I love a road trip. Actually, I should be more precise, I love a road trip that includes the Karoo. For those of you from elsewhere in the world, the Karoo is the semi-arid interior of South Africa. Let’s just say it’s not densely populated, but for me isolation is one of its attractions. I also love the way things happen at a different pace. People are different, with a wholesomeness which the cynical would say borders on the naïve. And, while it’s a region that these days is not very wealthy, there was a time when the wool industry made these the richest farmers in the country.
When the going was good they built stately homes, so when you visit, there is also this sense of nostalgia, as you get a sense of a life that was, but which no longer exists.
We left Stanford after Easter weekend and drove to Touws River via Villiersdorp and Worcester. Our first night was planned for the Aquila Game Reserve, which boasts the Big Five, just two hours’ drive from Cape Town. We arrived in time for the afternoon game drive, which may well have been one of the coldest experiences of my life. It took several glasses of Jerepigo to thaw me after that!
My views will not be that of the majority. I’m sure that hundreds, if not thousands, of foreign visitors are delighted to be able to put a tick next to Rhino, Elephant and Lion, all in the space of 30 minutes. For me, Aquila is a glorified zoo, selling overpriced alcohol and serving very sad food. Even on a half-price deal the visit was expensive.
The next overnight stop on our trip was Sutherland, which we reached after morning tea at Matjiesfontein. As with the rest of the Karoo, its change in fortunes is to thank for the way in which everything has been kept in its Victorian state. If business had continued to prosper someone would have felt the need to knock the buildings around and do some modernising. Thanks to hotel entrepreneur David Rawdon, the village was saved in the 60s from steady decay, and appears to do enough trade to be maintained. There are a few interesting museums, which are worth wandering around for a couple of hours.

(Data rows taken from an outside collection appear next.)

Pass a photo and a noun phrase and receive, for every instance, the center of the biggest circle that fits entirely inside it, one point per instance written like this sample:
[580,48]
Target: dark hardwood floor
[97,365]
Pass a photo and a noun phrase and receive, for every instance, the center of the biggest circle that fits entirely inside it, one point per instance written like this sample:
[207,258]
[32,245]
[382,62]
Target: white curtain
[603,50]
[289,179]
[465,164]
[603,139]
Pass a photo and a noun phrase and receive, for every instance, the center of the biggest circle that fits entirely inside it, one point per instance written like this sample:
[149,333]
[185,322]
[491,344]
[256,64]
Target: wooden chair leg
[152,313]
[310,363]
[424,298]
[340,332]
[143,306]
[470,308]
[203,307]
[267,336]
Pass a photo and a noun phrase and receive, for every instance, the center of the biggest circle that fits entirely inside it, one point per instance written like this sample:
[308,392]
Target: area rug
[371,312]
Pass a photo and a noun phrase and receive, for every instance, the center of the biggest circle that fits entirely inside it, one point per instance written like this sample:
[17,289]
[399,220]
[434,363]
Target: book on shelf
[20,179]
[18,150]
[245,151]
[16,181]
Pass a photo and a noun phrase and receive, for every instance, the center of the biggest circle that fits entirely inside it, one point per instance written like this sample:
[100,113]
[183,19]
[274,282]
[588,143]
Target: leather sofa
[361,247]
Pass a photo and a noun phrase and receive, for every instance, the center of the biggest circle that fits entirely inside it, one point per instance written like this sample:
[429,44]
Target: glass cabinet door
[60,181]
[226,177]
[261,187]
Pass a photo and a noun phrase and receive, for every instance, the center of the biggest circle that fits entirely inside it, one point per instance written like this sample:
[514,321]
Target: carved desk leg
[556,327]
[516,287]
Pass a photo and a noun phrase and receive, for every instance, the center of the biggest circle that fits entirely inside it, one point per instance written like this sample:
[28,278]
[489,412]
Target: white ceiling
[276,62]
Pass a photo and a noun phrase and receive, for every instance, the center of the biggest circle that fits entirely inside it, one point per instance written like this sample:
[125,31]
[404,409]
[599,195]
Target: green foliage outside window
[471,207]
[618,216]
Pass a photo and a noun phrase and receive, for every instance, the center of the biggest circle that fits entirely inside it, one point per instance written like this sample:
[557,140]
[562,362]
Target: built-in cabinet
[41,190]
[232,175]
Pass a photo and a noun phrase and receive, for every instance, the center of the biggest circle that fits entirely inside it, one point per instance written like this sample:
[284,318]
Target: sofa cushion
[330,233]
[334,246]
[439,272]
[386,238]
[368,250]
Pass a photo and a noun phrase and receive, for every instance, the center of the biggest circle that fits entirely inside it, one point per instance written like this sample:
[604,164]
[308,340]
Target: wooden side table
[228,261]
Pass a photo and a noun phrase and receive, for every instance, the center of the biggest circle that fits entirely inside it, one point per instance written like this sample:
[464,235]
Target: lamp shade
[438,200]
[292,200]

Sutherland is much less attractive. In fact, it’s such a depressing place that I couldn’t imagine spending more than the night we did. It’s also unbelievably cold (i.e. below freezing), which is an inevitable experience when one does the outdoor star gazing thing with local buff Jurgen. It is the biggest sky you’ll ever see, and Jurgen’s telescopes enable you to see amazing sights in outer space.
Of course, the ‘proper’ telescopes in Sutherland are a lot bigger than Jurgen’s, the biggest of which is the SALT (South African Large Telescope), which is also the biggest telescope in the southern hemisphere.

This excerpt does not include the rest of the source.